Mon Jun 13 19:08:27 UTC 2011  pix@kepibu.org
  * Initial import
addfile ./claki.asd
hunk ./claki.asd 1
+(defsystem :claki
+  :depends-on (:oh-ducks :closure-html :cl-unification :drakma :alexandria)
+  :components ((:file "claki")))
addfile ./claki.lisp
hunk ./claki.lisp 1
+(defpackage #:claki
+  (:use #:cl #:unify :alexandria))
+(in-package #:claki)
+
+(defvar *last-modified* (make-hash-table :test 'equal) "hash table of cliki pages and the last-modified header we last received.")
+
+#+(or) (clrhash *last-modified*)
+
+(defun get-cliki-page (url)
+  "Returns a page from cliki if it has been modified since we last saw it or nil
+if it has not been modified.  Signals an error otherwise."
+  (multiple-value-bind (page status headers)
+      (drakma:http-request (format nil "http://cliki.net/~a" url)
+                           :additional-headers (when (gethash url *last-modified*)
+                                                 `((:if-modified-since (gethash url *last-modified*)))))
+    (cond
+      ;; If the page hasn't been modified, no need to update
+      ((= 304 status) nil)
+      ;; The "Recent Changes" page doesn't return 304s, but does return a last-modified.
+      ((and (gethash url *last-modified*)
+            (cdr (assoc :last-modified headers))
+            (string= (cdr (assoc :last-modified headers)) (gethash url *last-modified*)))
+       nil)
+      ((= 200 status)
+       (setf (gethash url *last-modified*) (cdr (assoc :last-modified headers)))
+       page)
+      (t (error "crap!")))))
+
+(defun get-recent-changes ()
+  (when-let ((page (get-cliki-page "Recent%20Changes")))
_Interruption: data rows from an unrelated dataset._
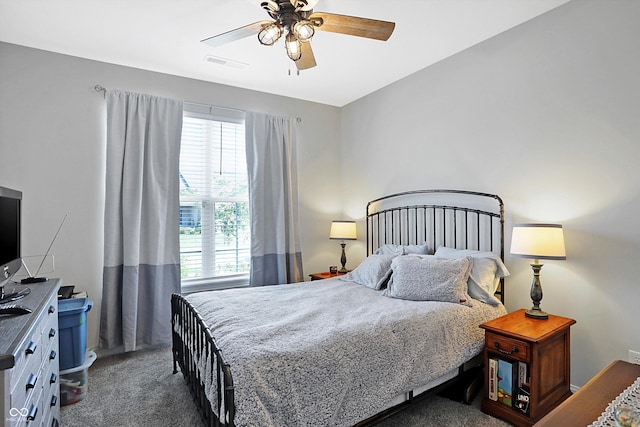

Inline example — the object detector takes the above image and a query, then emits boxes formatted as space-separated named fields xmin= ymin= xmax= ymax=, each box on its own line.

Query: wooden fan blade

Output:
xmin=309 ymin=12 xmax=396 ymax=41
xmin=202 ymin=20 xmax=272 ymax=47
xmin=295 ymin=42 xmax=317 ymax=70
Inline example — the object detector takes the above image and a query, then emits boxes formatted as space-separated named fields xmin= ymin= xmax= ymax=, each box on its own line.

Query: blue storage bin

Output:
xmin=58 ymin=298 xmax=93 ymax=371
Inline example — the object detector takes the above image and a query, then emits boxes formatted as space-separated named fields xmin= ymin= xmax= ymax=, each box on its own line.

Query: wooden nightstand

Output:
xmin=480 ymin=309 xmax=576 ymax=426
xmin=309 ymin=270 xmax=351 ymax=280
+    (match (#t(oh-ducks:html ("blockquote > b > a.internal" . ?links)) page)
+        (loop :for link :in (remove-duplicates links :test #'equalp
+                                               :key (lambda (x) (oh-ducks.traversal:element-attribute :href x))
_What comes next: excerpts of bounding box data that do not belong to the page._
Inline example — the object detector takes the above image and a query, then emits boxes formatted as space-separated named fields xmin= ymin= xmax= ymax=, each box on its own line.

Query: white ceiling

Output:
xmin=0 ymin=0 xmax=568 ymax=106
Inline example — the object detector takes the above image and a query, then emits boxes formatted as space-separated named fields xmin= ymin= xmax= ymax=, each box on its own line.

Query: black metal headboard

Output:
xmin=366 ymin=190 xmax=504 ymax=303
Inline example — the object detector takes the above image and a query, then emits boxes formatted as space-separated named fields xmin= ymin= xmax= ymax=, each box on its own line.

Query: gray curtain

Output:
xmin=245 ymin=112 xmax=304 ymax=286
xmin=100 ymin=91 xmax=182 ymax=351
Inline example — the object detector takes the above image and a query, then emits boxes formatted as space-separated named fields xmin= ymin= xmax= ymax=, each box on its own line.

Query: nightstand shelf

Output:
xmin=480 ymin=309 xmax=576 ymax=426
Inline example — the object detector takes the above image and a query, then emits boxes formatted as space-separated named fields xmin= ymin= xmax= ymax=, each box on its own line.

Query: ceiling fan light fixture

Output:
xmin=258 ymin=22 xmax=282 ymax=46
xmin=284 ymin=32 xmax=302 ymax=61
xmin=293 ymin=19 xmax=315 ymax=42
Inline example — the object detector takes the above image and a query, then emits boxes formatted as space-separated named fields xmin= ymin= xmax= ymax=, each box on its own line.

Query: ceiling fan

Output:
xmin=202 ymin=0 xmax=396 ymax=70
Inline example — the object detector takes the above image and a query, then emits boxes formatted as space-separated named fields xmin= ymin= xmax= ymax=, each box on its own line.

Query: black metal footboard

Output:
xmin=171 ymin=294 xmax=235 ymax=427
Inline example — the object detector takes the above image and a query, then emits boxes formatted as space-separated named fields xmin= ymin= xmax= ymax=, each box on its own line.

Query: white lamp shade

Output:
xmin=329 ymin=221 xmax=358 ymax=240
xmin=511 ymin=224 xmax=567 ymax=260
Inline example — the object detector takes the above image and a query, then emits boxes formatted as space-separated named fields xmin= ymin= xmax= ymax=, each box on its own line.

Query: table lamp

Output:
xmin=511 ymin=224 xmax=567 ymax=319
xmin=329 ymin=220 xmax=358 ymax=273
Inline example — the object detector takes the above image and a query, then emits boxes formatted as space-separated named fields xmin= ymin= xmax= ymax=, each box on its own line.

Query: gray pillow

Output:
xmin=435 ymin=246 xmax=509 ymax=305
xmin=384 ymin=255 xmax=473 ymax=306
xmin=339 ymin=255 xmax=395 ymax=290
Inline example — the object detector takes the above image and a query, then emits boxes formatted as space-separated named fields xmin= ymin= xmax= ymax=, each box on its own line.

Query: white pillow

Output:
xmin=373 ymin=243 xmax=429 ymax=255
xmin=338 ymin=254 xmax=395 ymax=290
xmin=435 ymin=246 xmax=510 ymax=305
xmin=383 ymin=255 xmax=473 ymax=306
+                                               :from-end t)
+              :collect (oh-ducks.traversal:element-attribute :href link)))))
+
+#+(or) (get-recent-changes)
+
+(defvar *spam-urls* (make-hash-table :test 'equal) "hash table of spam urls.")
+(defvar *okay-urls* (make-hash-table :test 'equal) "hash table of acceptable urls.")
+
+#+(or) (clrhash *okay-urls*)
+
+(defun url-domain (url)
+  (puri:uri-host (puri:parse-uri url)))
+
+(defun parse-page (page-url)
+  (when-let ((page (get-cliki-page page-url)))
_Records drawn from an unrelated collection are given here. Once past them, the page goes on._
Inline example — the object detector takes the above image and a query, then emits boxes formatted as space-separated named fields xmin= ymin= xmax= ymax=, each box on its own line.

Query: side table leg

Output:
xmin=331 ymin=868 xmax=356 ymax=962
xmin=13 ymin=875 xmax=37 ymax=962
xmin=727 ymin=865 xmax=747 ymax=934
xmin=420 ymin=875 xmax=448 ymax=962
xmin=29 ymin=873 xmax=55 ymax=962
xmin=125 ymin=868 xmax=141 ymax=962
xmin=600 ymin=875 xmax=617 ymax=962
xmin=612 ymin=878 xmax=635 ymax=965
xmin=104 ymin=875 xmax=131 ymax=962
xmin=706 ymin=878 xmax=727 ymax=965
+    (match (#t(oh-ducks:html ("a[href^=http]" . ?a)
+                             ("#footer > b" . #t(list ?b))) page)
+        (let ((current-version (oh-ducks.traversal:element-content b)))
+          (dolist (link a)
+            (let ((url (oh-ducks.traversal:element-attribute :href link)))
+              (tagbody
+               :handle-url
+                 (cond
+                   ((or (gethash url *okay-urls*)
+                        (gethash (url-domain url) *okay-urls*))
+                    #+(or) (do-nothing))
+                   ((or (gethash url *spam-urls*)
+                        (gethash (url-domain url) *spam-urls*))
+                    (maybe-request-last-known-good page-url)
+                    (return-from parse-page (revert-page page-url current-version (gethash page-url *last-known-good*))))
+                   (t
+                    (request-classification url)
+                    (go :handle-url))))))))))
+
+#+(or) (parse-page "araneida")
+
+(defun request-classification (url)
+  (restart-case (error 'simple-error :format-control "Please classify the URL ~s."
+                       :format-arguments (list url))
+    (mark-url-okay ()
+      :report "Mark this URL as acceptable."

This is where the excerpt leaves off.